Adam Rzepecki
I Apologize The Society For My Temporary Absence In Art 22.03–20.04.2013
Adam Rzepecki is one of the most interesting artists of his generation, debuting at the turn of the 70s and 80s, he was the only member of the group “Łódź Kaliska” living in Cracow. The exhibition at the Dawid Radziszewski Gallery will consist of his individual works, photographs, documentations of actions, and manifestos.
Rzepecki is best known as the author of “Madonna with a mustache” made in the early 80s. However, after a detailed inventory of the artist’s archive, it turns out that his work is diverse and ranges from conceptualism to neo-dadaism, full of exciting moments and unexpected turns. Rzepecki was a performer, an experimental photographer and filmmaker, a political artist and ironic observer of the art world. All his activities are influenced by Eastern European melancholy and a nihilism specific to the declining years of PRL (People’s Republic of Poland). In one of the photos Rzepecki is sticking his nose (using a distraction of the museum’s guards) to Marcel Duchamp’s work – The Large Glass. Other photos document his performance in Miastko, during which he carried a brick for 8 hours (with meal breaks) to capture the struggle for the eight-hour day.

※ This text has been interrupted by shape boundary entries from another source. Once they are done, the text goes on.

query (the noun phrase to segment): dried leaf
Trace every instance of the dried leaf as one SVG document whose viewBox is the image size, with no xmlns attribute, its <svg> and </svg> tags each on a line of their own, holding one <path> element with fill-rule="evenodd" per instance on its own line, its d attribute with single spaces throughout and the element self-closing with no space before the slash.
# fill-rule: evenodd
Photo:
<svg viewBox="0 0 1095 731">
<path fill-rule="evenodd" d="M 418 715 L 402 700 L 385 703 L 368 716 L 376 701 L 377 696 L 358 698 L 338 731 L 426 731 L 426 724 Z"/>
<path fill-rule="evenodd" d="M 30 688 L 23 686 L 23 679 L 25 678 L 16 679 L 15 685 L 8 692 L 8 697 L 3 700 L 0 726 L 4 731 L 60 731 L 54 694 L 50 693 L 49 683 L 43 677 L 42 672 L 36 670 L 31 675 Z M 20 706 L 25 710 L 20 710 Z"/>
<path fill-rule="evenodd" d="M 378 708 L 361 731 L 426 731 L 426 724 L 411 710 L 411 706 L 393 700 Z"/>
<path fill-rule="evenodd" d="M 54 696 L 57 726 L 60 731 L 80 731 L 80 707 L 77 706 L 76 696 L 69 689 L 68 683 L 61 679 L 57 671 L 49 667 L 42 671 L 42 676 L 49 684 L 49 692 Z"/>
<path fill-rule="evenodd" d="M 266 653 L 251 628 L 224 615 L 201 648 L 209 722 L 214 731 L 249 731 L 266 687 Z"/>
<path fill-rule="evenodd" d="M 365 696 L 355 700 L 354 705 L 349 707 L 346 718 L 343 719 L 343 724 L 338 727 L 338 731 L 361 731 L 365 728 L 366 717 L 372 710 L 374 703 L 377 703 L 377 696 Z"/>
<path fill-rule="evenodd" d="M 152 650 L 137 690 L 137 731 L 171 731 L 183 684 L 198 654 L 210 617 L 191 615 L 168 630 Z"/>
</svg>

In 1990, Christopher Jurecki in the journal “Student” wrote: “I do not want that situation where Adam’s projects, after years, are drawn from the couch of a Cracow apartment or found behind a wardrobe. It would be a greater evil and misfortune to Polish culture than deleting him from the annals of art, on which many people are successfully working.” Perhaps this greater evil was accomplished as the works were actually found in the couch in Cracow apartment (at least a part of them).
The first exhibition of archival works by Adam Rzepecki, after a long absence, was held in June 2012 at the Pies Gallery in Poznan, it was titled “The work of the years 1978 to 1984 and one of 1990”. At the Dawid Radziszewski gallery we will see a greatly expanded version of that show.